「パソコン、スマホの使いすぎ」は、目や肩、腰痛などの薬品のテレビコマーシャルなどに登場し、テレビの健康関連番組でも病気などの原因として頻繁に登場する。たしかに電車に乗ってもほとんどの人がスマートフォンを見ているし、かかりつけの目医者も診察時に毎回「スマホを見過ぎないように」という。

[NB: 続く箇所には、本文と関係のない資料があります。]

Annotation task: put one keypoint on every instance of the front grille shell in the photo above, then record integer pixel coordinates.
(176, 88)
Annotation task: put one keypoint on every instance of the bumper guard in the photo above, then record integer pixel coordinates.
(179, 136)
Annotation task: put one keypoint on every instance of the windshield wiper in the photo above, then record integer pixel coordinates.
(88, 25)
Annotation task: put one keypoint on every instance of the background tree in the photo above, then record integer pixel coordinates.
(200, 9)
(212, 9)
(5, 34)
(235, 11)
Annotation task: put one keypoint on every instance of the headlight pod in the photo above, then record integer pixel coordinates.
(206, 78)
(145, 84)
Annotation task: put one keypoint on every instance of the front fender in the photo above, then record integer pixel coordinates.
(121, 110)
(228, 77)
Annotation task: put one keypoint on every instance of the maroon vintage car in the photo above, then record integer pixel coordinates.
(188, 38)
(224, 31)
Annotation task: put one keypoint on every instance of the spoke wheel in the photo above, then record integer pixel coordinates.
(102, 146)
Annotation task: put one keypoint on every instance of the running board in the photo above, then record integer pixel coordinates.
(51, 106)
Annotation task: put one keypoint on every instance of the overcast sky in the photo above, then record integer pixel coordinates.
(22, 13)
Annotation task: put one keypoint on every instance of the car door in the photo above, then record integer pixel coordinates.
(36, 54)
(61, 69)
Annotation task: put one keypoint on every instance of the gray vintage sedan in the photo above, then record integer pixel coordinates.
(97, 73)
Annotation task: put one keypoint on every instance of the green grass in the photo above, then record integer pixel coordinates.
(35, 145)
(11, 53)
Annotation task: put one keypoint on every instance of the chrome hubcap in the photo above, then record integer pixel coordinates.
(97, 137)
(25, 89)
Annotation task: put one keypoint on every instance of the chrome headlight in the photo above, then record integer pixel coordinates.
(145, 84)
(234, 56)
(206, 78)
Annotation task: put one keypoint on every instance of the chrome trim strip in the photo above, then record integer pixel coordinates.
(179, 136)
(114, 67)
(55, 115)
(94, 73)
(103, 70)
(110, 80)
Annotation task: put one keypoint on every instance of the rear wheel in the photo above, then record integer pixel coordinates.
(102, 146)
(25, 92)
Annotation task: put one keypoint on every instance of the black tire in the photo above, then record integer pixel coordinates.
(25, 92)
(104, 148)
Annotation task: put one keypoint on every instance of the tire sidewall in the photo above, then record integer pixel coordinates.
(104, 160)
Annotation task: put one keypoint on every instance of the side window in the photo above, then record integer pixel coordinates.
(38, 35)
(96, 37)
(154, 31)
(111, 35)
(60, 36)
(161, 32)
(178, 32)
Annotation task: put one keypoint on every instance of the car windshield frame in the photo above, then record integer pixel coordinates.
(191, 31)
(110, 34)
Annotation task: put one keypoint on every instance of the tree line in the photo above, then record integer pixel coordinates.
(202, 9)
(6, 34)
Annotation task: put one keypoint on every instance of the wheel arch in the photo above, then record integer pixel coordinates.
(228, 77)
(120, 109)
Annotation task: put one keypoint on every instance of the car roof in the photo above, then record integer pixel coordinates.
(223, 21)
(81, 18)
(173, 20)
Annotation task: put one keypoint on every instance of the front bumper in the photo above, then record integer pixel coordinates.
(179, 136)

そんななか、コンピューターへの依存を減らす「デジタル・デトックス」というキーワードを頻繁に見かけるようになった。AndroidはVer.10から"Digital Wellbeing"が搭載され、利用時間を制限することなどが可能になっている。コンピューターがユーザーの健康まで心配してくれるとは、「素晴らしい」時代になったものだ。昔のコンピューターは「How many files?」とファイル数を聞いてくるだけで、健康の心配などしてくれなかった。

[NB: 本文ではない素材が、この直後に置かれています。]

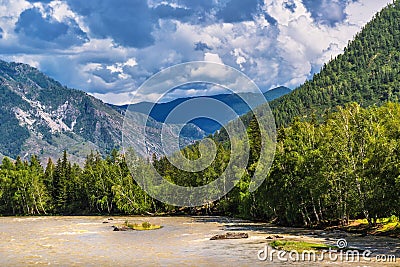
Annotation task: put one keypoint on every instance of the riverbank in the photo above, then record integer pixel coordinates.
(183, 240)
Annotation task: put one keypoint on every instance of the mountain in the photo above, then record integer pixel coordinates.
(40, 116)
(160, 111)
(368, 72)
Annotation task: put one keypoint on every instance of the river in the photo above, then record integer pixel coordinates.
(183, 241)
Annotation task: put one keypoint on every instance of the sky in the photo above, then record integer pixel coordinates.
(108, 48)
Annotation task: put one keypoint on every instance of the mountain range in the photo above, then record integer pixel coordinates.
(40, 116)
(160, 111)
(368, 72)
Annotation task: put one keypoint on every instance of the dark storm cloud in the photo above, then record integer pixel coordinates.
(31, 26)
(238, 10)
(127, 22)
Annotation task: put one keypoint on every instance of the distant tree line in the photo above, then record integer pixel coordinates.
(345, 167)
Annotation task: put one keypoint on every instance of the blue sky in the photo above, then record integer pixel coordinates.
(109, 47)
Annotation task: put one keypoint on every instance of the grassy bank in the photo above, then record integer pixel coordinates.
(383, 227)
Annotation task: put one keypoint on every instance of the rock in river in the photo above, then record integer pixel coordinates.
(230, 235)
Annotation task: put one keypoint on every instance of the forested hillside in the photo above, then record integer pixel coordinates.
(368, 72)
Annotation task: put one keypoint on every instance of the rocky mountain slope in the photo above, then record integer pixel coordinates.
(160, 111)
(40, 116)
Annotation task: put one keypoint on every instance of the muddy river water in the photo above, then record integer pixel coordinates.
(183, 241)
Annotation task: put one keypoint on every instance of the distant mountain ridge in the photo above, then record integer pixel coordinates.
(160, 111)
(40, 116)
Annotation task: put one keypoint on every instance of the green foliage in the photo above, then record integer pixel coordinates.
(367, 73)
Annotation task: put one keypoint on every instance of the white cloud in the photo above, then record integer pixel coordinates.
(212, 58)
(283, 51)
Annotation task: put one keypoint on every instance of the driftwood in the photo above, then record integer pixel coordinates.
(230, 235)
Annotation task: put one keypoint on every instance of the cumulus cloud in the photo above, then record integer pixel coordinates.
(109, 48)
(33, 26)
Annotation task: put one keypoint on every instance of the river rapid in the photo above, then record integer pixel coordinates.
(183, 241)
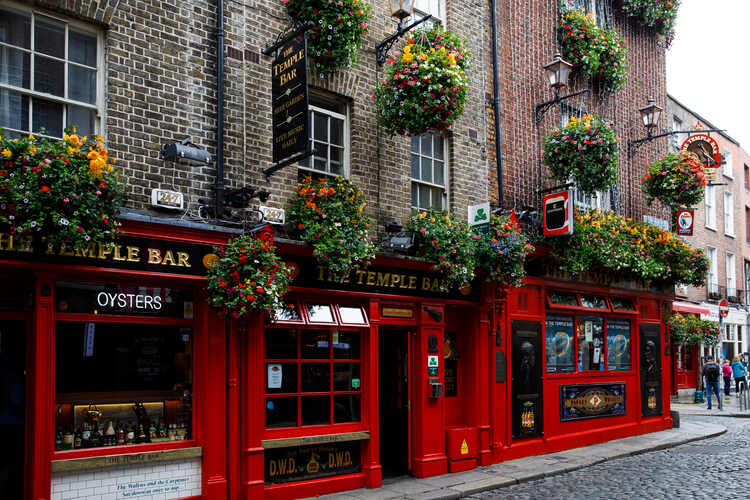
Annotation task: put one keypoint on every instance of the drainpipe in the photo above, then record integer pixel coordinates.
(219, 187)
(496, 105)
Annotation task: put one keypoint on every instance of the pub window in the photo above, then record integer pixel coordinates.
(50, 74)
(313, 377)
(123, 365)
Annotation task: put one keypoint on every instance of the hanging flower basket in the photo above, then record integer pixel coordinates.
(595, 52)
(248, 277)
(677, 180)
(328, 214)
(442, 238)
(688, 329)
(502, 252)
(66, 193)
(336, 37)
(425, 87)
(658, 14)
(585, 151)
(637, 249)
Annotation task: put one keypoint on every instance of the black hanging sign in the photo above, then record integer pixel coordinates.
(290, 100)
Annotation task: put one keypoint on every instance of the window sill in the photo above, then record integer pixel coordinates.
(98, 458)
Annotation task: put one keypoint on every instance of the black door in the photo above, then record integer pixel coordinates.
(650, 370)
(394, 402)
(12, 407)
(526, 377)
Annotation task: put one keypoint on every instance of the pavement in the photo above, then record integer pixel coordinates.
(513, 472)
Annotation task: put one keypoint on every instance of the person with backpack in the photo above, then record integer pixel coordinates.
(712, 372)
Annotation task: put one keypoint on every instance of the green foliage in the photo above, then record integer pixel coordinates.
(248, 277)
(442, 238)
(595, 52)
(606, 240)
(66, 192)
(677, 180)
(424, 89)
(688, 329)
(502, 252)
(328, 213)
(336, 37)
(585, 150)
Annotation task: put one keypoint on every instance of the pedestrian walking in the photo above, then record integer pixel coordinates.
(712, 372)
(738, 371)
(726, 371)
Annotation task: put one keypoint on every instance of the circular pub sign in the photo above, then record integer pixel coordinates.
(724, 308)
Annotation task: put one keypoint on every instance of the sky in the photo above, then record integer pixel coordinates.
(708, 68)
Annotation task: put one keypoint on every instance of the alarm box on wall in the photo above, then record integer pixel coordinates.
(558, 213)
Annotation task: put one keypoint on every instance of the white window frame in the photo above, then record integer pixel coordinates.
(347, 145)
(419, 182)
(727, 169)
(713, 277)
(99, 122)
(729, 214)
(731, 278)
(710, 202)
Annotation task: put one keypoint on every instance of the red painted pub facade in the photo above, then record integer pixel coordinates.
(131, 373)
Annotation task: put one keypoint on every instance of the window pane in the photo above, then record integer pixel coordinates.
(15, 67)
(83, 118)
(346, 408)
(81, 84)
(281, 344)
(281, 378)
(14, 110)
(49, 76)
(426, 169)
(49, 37)
(47, 117)
(590, 344)
(346, 377)
(316, 410)
(82, 48)
(281, 412)
(337, 131)
(618, 344)
(316, 377)
(15, 28)
(320, 127)
(346, 345)
(315, 345)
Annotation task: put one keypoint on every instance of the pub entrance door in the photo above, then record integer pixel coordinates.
(526, 378)
(12, 406)
(394, 402)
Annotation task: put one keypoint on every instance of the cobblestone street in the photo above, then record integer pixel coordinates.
(712, 468)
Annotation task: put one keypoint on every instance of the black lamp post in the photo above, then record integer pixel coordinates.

筆者は、一日中仕事でPCを利用しているため、完全なるデジタルデトックスは困難だが、仕事にならないので「SNS」と「オンラインゲーム」には近づかないようにしている。自営業なので、SNSを一日中見ていても、ゲームに没頭していても誰も怒る人はいない。それゆえ、自分で管理しないと、どうしようもないからだ。
通知を対策する
サービスとして誘惑が多いのはSNSだ。発言に応答があれば通知、知り合いが発言すれば通知とさまざまな通知があり、ついつい見てしまいがちだ。PCの場合、SNSの利用を抑えることができれば、デジタルデトックスは、ほとんど成功といってもいい。通知を行わないオンラインゲームなどは、後述する方法でサイトを開けないようにしておく。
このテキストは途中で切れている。